Asbury Automotive Group Announces Pricing Of Its Private Offering Of Additional Senior Notes Due 2028 And Additional Senior Notes Due 2030

DULUTH, Ga., Sept. 14, 2020 /PRNewswire/ — Asbury Automotive Group, Inc. (NYSE: ABG) (“Asbury”) announced today that it has priced its previously announced private placement of senior notes, consisting of $125.0 million aggregate principal amount of additional 4.50% Senior Notes due 2028 (the “Additional 2028 Notes”) at 101.00% plus accrued interest from and including September 1, 2020, and $125.0 million aggregate principal amount of additional 4.75% Senior Notes due 2030 (the “Additional 2030 Notes” and, together with the Additional 2028 Notes, the “Additional Notes”) at 101.75% plus accrued interest from and including September 1, 2020. The offering will be exempt from the registration requirements of the Securities Act of 1933, as amended (the “Securities Act”).

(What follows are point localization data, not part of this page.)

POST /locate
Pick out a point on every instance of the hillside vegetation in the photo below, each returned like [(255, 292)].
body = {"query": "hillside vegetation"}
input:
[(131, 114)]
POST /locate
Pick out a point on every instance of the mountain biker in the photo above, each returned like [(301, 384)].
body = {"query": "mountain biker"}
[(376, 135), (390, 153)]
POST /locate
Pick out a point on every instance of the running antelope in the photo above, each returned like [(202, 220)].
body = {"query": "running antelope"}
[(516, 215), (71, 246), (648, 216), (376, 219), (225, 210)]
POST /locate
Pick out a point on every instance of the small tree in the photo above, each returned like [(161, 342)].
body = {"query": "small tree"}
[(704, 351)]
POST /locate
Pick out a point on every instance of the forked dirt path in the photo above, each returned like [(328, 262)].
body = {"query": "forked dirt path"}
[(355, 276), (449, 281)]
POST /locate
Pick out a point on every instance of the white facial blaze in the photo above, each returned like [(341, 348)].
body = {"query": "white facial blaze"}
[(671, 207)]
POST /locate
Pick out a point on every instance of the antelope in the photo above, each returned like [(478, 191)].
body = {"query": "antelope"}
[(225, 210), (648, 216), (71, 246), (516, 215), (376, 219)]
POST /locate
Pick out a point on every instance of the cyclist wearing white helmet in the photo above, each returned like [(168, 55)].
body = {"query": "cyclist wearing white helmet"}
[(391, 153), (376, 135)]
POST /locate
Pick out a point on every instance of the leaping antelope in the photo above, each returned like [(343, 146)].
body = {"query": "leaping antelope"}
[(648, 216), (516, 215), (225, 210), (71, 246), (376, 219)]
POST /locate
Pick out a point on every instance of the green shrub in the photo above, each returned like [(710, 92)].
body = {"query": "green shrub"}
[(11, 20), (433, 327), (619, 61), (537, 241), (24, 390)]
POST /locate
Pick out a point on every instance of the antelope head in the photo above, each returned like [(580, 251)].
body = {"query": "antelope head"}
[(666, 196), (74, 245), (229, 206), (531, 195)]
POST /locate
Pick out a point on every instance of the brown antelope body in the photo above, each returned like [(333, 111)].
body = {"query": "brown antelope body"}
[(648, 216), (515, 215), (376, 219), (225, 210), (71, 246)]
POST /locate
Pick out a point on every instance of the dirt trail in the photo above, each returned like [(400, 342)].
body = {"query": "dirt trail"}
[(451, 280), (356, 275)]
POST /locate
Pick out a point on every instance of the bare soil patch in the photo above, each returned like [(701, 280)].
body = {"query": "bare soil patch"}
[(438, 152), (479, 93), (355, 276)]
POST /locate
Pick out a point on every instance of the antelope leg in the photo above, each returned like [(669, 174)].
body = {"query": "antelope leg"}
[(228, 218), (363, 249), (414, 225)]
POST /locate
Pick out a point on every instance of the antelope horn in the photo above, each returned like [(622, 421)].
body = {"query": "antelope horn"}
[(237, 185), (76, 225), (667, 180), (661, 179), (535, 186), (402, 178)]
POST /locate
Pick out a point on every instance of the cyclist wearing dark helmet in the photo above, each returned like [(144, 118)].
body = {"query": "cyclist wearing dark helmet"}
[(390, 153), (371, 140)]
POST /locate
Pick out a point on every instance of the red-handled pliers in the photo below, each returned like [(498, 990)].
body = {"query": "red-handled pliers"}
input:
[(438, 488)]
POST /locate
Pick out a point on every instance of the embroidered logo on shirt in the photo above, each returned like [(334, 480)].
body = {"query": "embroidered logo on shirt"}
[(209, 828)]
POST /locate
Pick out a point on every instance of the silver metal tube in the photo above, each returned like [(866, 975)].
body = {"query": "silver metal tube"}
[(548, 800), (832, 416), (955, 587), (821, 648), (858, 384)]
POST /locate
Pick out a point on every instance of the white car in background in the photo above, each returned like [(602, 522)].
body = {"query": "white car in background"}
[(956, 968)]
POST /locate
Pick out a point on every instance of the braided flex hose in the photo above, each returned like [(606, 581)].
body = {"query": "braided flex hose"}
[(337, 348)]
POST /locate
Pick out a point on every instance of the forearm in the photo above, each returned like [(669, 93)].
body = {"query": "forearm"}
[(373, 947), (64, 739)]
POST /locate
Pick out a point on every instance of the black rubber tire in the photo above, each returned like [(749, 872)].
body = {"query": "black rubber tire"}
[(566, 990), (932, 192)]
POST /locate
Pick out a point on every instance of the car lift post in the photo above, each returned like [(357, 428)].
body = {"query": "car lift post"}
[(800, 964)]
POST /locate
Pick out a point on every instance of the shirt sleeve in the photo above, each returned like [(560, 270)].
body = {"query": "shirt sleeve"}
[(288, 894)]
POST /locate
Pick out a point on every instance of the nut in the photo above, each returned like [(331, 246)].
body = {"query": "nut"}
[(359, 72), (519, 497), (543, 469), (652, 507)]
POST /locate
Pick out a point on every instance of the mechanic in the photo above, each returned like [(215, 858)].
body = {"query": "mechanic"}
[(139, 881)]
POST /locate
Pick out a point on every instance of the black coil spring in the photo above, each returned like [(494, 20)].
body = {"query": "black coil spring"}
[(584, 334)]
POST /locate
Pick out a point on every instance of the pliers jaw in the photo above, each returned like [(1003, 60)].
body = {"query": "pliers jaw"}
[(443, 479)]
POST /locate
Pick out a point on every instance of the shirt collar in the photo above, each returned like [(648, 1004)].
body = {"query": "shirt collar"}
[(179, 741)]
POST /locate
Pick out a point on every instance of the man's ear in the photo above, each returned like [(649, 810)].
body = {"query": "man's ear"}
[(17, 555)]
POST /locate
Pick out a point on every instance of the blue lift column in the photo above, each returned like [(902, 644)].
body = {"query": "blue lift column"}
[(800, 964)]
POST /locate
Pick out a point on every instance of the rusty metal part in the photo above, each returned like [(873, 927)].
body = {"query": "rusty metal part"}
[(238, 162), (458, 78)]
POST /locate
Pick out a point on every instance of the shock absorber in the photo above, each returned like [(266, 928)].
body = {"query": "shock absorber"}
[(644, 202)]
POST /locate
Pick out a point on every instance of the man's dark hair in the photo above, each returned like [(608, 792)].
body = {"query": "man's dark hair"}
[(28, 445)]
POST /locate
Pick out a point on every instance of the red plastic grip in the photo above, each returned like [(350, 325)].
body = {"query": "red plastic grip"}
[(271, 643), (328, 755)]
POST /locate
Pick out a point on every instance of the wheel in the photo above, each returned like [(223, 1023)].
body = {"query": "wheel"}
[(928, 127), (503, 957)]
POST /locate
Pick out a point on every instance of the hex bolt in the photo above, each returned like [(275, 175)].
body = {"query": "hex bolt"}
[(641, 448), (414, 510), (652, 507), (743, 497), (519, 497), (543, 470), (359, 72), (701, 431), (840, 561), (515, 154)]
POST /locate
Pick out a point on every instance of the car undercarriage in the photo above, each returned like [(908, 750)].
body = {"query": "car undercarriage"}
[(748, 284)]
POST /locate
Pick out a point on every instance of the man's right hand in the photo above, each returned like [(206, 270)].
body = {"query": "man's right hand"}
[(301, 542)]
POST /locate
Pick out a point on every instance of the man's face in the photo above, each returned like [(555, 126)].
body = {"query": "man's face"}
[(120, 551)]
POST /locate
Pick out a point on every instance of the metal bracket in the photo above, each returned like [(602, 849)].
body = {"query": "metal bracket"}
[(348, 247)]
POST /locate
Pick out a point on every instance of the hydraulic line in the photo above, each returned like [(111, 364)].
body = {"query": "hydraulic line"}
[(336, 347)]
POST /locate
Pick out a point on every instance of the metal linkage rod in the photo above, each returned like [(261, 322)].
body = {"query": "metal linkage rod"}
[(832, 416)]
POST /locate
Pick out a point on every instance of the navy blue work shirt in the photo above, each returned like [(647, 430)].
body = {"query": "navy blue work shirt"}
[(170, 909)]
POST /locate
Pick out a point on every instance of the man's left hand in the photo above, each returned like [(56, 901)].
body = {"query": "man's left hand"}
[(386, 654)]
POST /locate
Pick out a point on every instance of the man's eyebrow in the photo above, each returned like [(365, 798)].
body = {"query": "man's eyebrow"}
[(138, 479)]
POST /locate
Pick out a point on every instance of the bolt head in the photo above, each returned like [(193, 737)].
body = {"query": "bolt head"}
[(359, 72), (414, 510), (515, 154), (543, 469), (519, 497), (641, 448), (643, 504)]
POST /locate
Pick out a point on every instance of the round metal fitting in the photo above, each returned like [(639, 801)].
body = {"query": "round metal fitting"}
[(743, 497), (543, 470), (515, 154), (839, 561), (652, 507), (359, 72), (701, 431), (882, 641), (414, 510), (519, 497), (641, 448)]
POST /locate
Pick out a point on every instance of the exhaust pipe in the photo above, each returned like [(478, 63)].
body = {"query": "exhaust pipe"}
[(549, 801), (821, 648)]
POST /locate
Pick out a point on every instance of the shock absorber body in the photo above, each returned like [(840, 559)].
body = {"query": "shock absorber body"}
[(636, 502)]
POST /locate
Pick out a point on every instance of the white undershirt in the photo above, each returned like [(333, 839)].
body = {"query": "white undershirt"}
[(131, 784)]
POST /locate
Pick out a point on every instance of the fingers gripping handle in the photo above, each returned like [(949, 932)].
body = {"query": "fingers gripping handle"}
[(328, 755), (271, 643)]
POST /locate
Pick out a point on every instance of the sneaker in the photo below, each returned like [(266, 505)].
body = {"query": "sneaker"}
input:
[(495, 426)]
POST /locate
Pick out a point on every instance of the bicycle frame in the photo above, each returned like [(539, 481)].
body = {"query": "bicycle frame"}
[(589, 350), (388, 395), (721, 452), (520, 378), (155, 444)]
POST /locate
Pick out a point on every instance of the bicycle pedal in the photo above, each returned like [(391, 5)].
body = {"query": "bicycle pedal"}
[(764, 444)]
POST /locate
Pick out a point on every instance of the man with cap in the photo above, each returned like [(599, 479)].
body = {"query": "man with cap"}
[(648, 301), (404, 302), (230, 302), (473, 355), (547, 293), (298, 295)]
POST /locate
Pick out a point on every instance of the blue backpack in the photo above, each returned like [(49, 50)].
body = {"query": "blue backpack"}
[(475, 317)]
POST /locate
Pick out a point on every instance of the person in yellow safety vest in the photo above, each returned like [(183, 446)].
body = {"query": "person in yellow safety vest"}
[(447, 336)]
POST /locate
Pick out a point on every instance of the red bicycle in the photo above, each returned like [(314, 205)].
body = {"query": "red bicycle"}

The Additional Notes of each series will have the same terms, respectively, as the $280.0 million outstanding aggregate principal amount of Asbury’s 4.50% senior notes due 2028 (the “2028 Notes”), and the $320.0 million outstanding aggregate principal amount of Asbury’s 4.75% senior notes due 2030 (the “2030 Notes” and, together with the 2028 Notes, the “Existing Notes”), which were issued on February 19, 2020, including being guaranteed, jointly and severally, by each existing and future restricted subsidiary of Asbury that guarantees Asbury’s existing senior credit facility. 

The offering of the Additional Notes of each series is expected to close on September 16, 2020, subject to customary closing conditions.

The Additional Notes of each series are being offered (i) to repay $150.0 million in aggregate principal amount of a 4.00% promissory note due August 2021 and $50.0 million in aggregate principal amount of a 4.00% promissory note due February 2022 used to finance the recently completed acquisition of certain assets of the Park Place Dealership group pursuant to that certain Asset Purchase Agreement, dated as of July 6, 2020 (collectively, the “Acquisition”), (ii) to repay approximately $50.0 million in aggregate principal amount outstanding under our revolving credit facility, (iii) to pay all fees and expenses in connection with this offering and (iv) for general corporate purposes, which may include the repayment of additional indebtedness outstanding under our revolving credit facility or other indebtedness under our senior credit facility.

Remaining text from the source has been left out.